CEDEAO/Sommet extraordinaire à Lomé ce 14 avril pour dénouer la crise en Guinée-Bissau

Sur invitation du Président Faure Gnassingbé (Président en exercice de la CEDEAO), une dizaine de Chefs d’Etat de cette organisation sous-régionale vont tenter de trouver à huis-clos ce 14 avril, à Lomé, une solution durable à la crise politique en Guinée-Bissau. Cette session présidentielle se tient en présence de José Mario Vaz (Président bissau-guinéen arrivé à Lomé ce samedi matin).

Le bras de fer politique qui secoue la Guinée-Bissau depuis plus de deux ans y a entraîné un blocage dans le fonctionnement des institutions, malgré les multiples médiations de la CEDEAO. Ces efforts de médiation régionale dans cette crise avaient abouti à la signature à la mi-octobre 2016 des Accords de Conakry sous la médiation du Président Alpha Condé. Malheureusement, ce consensus politique n’a pas permis depuis près de deux ans de débloquer les différends politiques dans cet Etat.

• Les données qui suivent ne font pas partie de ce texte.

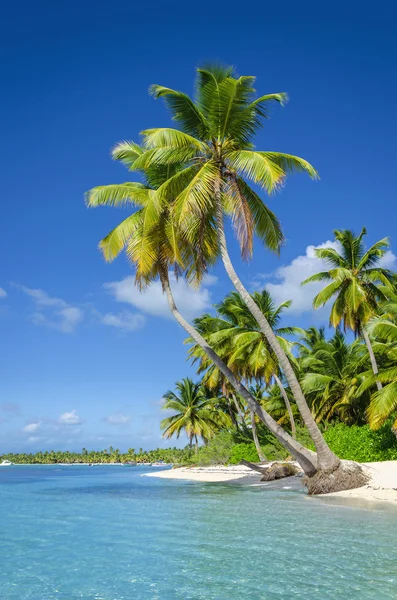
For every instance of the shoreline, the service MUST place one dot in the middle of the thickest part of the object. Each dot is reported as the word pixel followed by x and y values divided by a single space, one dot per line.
pixel 382 486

A l’ouverture de ce Sommet extraordinaire ce 14 avril, Faure Gnassingbé «a salué les récents succès démocratiques en Sierra Leone à travers l’élection du Président J. Maada Bio, et souhaité la cordiale bienvenue au Président G. M. Weah qui assiste à Lomé à son 1er sommet régional dans la peau de Chef de l’Etat du Liberia». Il a par ailleurs salué les efforts de médiation et de gouvernance politiques entrepris ces dernières années en Guinée-Bissau. Le dirigeant togolais a de ce fait convié les Bissau-Guinéens à «réaliser le pari de la paix dans leur pays» en réalisant de nouvelles avancées politiques dans les semaines à venir. «La culture de la paix n’a que des avantages. C’est une tradition ancestrale qui a encore aujourd’hui notre confiance», a rappelé le Président togolais.

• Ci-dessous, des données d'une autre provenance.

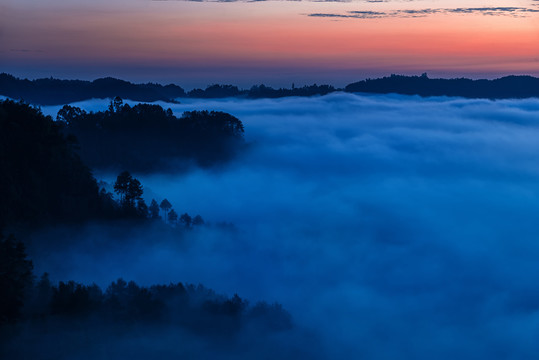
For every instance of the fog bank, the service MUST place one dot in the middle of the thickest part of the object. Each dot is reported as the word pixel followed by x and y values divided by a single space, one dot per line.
pixel 394 226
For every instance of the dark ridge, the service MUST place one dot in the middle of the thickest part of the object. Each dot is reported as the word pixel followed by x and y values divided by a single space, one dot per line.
pixel 55 92
pixel 508 87
pixel 146 137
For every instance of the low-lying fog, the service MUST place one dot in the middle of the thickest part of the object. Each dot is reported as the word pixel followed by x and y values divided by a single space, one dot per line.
pixel 395 227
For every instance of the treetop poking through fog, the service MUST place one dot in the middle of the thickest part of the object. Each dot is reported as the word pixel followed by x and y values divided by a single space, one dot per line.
pixel 147 137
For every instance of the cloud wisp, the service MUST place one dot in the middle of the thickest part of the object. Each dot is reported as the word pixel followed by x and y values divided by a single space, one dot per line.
pixel 392 226
pixel 414 13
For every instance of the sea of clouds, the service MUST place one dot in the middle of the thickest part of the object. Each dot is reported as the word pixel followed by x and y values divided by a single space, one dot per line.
pixel 394 227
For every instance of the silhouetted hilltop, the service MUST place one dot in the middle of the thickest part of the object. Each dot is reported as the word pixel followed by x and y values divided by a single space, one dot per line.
pixel 43 179
pixel 54 92
pixel 503 88
pixel 147 138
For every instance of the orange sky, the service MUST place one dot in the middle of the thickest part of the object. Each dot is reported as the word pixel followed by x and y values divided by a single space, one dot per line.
pixel 196 43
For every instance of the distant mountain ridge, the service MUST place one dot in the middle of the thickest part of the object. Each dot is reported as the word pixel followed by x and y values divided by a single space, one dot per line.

Le dirigeant togolais a aussi fait un état des lieux de la situation sécuritaire en Afrique de l’ouest, en dénonçant les récentes attaques terroristes au Burkina Faso, et en conviant la CEDEAO à une mutualisation de ses énergies pour appuyer l’opérationnalisation des forces du «G5 Sahel».

Un pays, une crise

Les accords de Conakry de 2016 prévoyaient la nomination d’un Premier ministre de consensus. Selon le président du Conseil des ministres de la CEDEAO, Robert Dussey (chef de la diplomatie togolaise), ce Premier ministre pourrait être Apolinàrio Mendes de Carvalho (ambassadeur bissau-guinéen auprès de l’UE).

Cette session extraordinaire de la CEDEAO de ce 14 avril intervient après l’imposition de sanctions ciblées par cette organisation, début 2018, à un certain nombre d’acteurs politiques bissau-guinéens dans le souci d’accélérer le dénouement des divergences politiques dans cet Etat.

Le 11 avril 2018, une délégation ministérielle sous-régionale, composée de Robert Dussey et Jean-Claude Brou (Président de la Commission de la CEDEAO), de même que de Naby Youssouf Kiridi Bangoura (ministre d’Etat, Secrétaire général de la présidence guinéenne, et représentant le médiateur de la CEDEAO pour la Guinée-Bissau, Alpha Condé), était à Bissau. Une visite qui s’inscrivait dans le cadre du suivi de la mise en œuvre de l’Accord de Conakry. L’objectif de cette mission était aussi de faire le point sur l’évolution de la situation politique en Guinée-Bissau, conformément aux Accords précités.